What is certain is that none of these estimates were derived from a bona fide epidemiological study and should never have been accepted and treated by officials, the media or campaigners as if they were. But they were, and they continue to be cited by those pressurising the government to ‘do something’. In reality, there are no accurate data on the number of women in this country who have undergone FGM. Nor is there evidence that FGM is being carried out in the UK on children. Although it is presumed that some British families take their girl children back to where their relatives came from or elsewhere for FGM, the numbers involved are also unknown. These are all good reasons for why accurate epidemiological data should be collected. So, how is the government addressing this need?
Starting in 2014, the Department of Health (DH) mandated that the Health & Social Care Information Centre (HSCIC) collect monthly prevalence data from NHS health professionals working in acute hospital settings, of women who had previously been identified and were being treated for FGM-related or non-FGM-related conditions, as well as newly identified women. This continued to March 2015.
Then in April 2015, prevalence data collection was replaced by an FGM enhanced dataset.

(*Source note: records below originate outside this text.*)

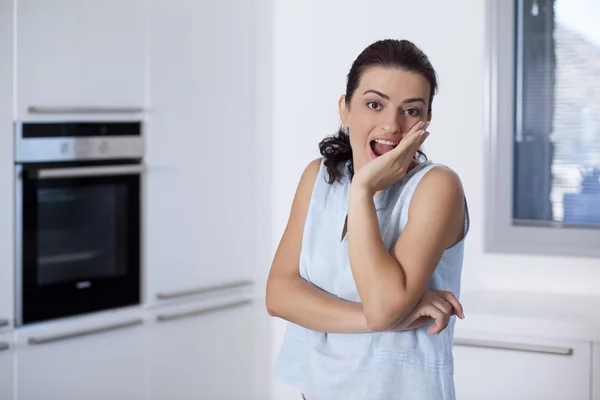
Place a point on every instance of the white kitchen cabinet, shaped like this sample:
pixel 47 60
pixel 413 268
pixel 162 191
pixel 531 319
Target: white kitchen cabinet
pixel 200 146
pixel 101 358
pixel 6 166
pixel 596 372
pixel 521 369
pixel 203 351
pixel 82 54
pixel 6 367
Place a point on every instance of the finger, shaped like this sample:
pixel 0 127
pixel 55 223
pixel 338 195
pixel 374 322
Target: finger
pixel 450 298
pixel 413 140
pixel 443 305
pixel 421 125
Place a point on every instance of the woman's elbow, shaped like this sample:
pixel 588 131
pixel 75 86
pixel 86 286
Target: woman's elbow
pixel 383 318
pixel 273 298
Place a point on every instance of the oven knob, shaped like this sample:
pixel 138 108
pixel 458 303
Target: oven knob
pixel 103 147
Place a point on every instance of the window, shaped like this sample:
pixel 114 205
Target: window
pixel 543 160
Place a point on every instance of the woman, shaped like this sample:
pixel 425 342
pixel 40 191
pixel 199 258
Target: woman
pixel 372 253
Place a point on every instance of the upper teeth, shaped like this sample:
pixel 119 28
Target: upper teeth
pixel 385 142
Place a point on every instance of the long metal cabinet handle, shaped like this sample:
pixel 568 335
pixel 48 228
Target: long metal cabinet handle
pixel 201 311
pixel 202 290
pixel 532 348
pixel 82 172
pixel 83 110
pixel 86 332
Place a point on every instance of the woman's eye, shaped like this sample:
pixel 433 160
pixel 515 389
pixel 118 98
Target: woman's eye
pixel 413 112
pixel 373 105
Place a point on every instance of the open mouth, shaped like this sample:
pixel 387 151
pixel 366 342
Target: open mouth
pixel 379 147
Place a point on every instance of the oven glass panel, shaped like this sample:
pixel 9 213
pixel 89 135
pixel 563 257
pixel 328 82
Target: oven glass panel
pixel 82 233
pixel 80 244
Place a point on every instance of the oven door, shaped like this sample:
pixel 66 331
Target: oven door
pixel 78 239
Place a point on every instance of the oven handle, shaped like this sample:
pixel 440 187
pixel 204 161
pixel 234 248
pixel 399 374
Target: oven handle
pixel 84 172
pixel 83 110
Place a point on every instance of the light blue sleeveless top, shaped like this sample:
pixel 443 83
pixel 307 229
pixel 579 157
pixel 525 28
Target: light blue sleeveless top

Clinicians in England, working in Acute Trusts, Mental Health Trusts and GP Practices now have to record demographic and other data (including patient identifiable data) when a patient with FGM is identified during a consultation for health care of any kind, including the type of FGM she has undergone. The data has to be entered every time the woman or girl seeks care or gives birth to a baby girl (because the baby may be at risk of being subjected to FGM), and every time FGM is identified (by a clinician or self-reported), not just the first time. The data must be sent quarterly to the HSCIC. But this is not the way to do an epidemiological prevalence study. How is it different?
First, its goal is to record data on every woman and girl found to have had FGM. This is neither necessary or cost-effective since the point of epidemiological studies is to obtain representative data on the “group”, not the individuals.

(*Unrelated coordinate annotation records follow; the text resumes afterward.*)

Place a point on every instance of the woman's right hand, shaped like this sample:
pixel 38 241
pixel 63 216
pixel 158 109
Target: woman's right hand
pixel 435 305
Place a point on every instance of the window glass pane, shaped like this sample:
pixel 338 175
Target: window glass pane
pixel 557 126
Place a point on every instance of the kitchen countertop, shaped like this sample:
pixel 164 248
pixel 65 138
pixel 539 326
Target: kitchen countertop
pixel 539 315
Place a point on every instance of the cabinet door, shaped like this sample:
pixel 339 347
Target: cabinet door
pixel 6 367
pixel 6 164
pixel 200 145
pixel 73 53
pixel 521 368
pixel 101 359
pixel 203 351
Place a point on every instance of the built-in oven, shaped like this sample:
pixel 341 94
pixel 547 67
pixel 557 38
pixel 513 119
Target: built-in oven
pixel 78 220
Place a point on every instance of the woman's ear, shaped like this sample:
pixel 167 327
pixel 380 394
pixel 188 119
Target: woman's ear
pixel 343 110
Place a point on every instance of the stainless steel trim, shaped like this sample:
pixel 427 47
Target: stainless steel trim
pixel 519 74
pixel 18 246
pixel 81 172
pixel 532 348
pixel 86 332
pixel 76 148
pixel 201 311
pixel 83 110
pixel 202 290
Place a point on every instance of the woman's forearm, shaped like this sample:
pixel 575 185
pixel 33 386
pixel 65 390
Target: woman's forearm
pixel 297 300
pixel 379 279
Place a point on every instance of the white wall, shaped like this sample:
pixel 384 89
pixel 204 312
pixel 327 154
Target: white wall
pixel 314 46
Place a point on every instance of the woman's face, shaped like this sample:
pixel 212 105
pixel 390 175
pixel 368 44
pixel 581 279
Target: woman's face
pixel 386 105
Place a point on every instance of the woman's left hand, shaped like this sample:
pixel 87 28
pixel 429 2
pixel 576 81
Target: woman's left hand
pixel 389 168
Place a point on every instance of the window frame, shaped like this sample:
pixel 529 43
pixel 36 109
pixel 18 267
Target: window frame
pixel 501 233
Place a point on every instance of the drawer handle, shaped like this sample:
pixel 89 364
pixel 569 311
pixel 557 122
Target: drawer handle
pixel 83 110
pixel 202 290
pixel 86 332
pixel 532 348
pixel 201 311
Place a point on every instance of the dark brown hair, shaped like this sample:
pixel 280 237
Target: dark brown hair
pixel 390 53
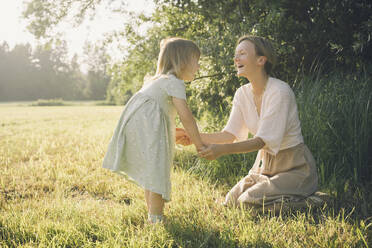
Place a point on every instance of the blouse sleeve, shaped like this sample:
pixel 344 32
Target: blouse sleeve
pixel 176 88
pixel 273 123
pixel 236 125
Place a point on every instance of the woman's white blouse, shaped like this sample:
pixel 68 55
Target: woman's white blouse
pixel 278 124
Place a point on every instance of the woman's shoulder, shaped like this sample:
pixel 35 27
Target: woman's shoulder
pixel 243 90
pixel 279 86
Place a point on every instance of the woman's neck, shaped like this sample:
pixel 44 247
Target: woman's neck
pixel 259 82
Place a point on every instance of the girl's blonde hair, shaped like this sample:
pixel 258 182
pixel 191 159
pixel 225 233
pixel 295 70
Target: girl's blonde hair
pixel 175 55
pixel 263 47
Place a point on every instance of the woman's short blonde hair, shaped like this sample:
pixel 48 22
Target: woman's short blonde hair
pixel 263 47
pixel 175 56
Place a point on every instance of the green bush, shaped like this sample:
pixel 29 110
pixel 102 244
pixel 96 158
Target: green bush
pixel 336 123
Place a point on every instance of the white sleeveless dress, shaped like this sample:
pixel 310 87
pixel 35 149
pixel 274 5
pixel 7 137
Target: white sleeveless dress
pixel 142 146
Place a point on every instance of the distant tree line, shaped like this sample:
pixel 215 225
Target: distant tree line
pixel 44 72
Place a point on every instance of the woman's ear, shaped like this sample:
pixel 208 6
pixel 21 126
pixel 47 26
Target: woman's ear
pixel 262 60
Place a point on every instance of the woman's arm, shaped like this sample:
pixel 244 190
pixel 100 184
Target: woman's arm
pixel 188 122
pixel 217 138
pixel 207 138
pixel 214 151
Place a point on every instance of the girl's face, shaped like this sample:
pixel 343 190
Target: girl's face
pixel 191 69
pixel 246 60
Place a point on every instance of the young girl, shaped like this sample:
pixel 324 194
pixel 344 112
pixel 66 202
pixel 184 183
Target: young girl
pixel 142 146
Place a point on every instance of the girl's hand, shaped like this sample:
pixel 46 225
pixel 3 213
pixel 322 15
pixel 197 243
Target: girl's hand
pixel 182 138
pixel 212 152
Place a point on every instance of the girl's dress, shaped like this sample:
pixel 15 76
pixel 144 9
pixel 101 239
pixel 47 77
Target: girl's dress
pixel 142 146
pixel 285 167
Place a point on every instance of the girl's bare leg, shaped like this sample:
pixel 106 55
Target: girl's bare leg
pixel 155 206
pixel 147 198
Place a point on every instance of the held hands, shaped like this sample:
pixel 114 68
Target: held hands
pixel 208 151
pixel 211 152
pixel 182 138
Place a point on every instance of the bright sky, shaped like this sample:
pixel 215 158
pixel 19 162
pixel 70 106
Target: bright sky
pixel 13 27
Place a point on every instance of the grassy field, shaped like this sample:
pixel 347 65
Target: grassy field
pixel 54 193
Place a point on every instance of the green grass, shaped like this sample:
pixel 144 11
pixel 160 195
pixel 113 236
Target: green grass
pixel 54 193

The sort of ‘blanket’ data collection demanded by the DH was not even carried out to identify people living with HIV, for example, even after the extent of the epidemic became clear. Although it was certainly proposed, it caused a great deal of debate and controversy ‒ and was rejected. People living with HIV fought against named data collection as a violation of privacy and medical confidentiality, and as a human rights issue ‒ not only because of the stigma related to being identified as having HIV or AIDS, but also because, in those early days, there was no benefit for patients as no treatment had been developed.
Are not the rights of patients with FGM also being violated when they are identified and recorded as having had FGM? Some activists who have undergone FGM have expressed feelings of being stigmatised and fear of speaking out about it. But unlike with HIV, this fear is because their families are also implicated and might be exposed. Perhaps they do not want themselves and their families to be investigated by the justice system? Or they may be afraid of the racism and condemnation resulting from such exposure?
Secondly, the HSCIC regulations now require that a host of information be recorded, with or without the patient’s permission. The mandatory and required (i.e. if appropriate) non-pregnancy-related data that must be collected include: the woman’s full name, birth date, post code, NHS number, country of birth, country of origin, GP practice, care contact date, details of referring organisation, details of treatment site, existence and type of FGM, details of de-infibulation, pregnancy status indicator, FGM family history, number of daughters under 18, that the woman was advised on the health implications of FGM and on the illegalities of FGM, daughter/s born at this attendance, woman’s age at FGM and country. Optional information includes age and country of origin of the father of any the woman’s daughters aged under 18.
Ironically, despite all of the claims in these regulations that the main purposes of interviewing women who have had FGM is to record information that will be used to help them, there are no questions on the form asking health professionals to confirm that they have given women information on where to find clinical, psychological or social support for FGM if it is needed.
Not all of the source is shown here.